Sunday, February 19, 2012

A Showery

Blurb to the Masses About
Hairy Plugholes...

Deserving some pat on the back, or cash, for a hair washing cure! YouHaveToLaugh at this one, or commiserate!

Having some complaints from some of my immediate family descendants growing up around me the past year, ie my kids, we have swapped to a well known brand of shampoo and conditioner, as some of us keep getting "rashes" from nearly every kind of shampoo and conditioner I contrive to either luxuriate in or save money on.

I kept saying- "Water too hot", "Too long in there", and "Really? Show me, nah, can't see it".

Well, actually, I think after using a well known brand or the Aldi sort-looka-like, the complaints from the bleachers have all but disappeared!

And even the plug hole has been clear of all detritus! Hair I mean. No long ones, grey ones, or short ones. Since start of the year anyway, that I recall. I used to pick the junk out and slap it in a corner and forget about it, and do it again, and manage to collect a fair amount each week. The WeirdOrWhat dirty left behinds are gone, hooray.

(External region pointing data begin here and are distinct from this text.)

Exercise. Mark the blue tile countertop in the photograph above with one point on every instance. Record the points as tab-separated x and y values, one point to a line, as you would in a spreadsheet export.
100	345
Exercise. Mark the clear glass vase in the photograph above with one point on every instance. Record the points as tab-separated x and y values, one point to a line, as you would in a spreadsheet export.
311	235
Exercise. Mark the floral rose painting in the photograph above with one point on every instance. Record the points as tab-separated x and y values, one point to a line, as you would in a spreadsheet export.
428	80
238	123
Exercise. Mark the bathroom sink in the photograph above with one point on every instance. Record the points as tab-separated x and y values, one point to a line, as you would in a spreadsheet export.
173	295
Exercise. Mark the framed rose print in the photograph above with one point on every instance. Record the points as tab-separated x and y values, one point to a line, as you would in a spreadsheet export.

Being the sole cleaner stay at home dad, I used to get tired of the ankle deep tepid water gathering at my feet, thanks to the collecting "human hair balls" in the shower.. Laziness and necessity and money, cures all ills?

Figured after a year I could maybe call a hair saloon that creates wigs.

Not any more. Cured and Clean and Happy all round. Some trivial but absolutely riveting and amazing facts of our life.

One bad call for the week was, also to do with the bathroom, that there must be a leak under the handbasinsink, cos all the spare bars of new soap, including the expensive pandering ones were in a container, that collected the leak... Fifteen bucks worth of soapy waste... argh.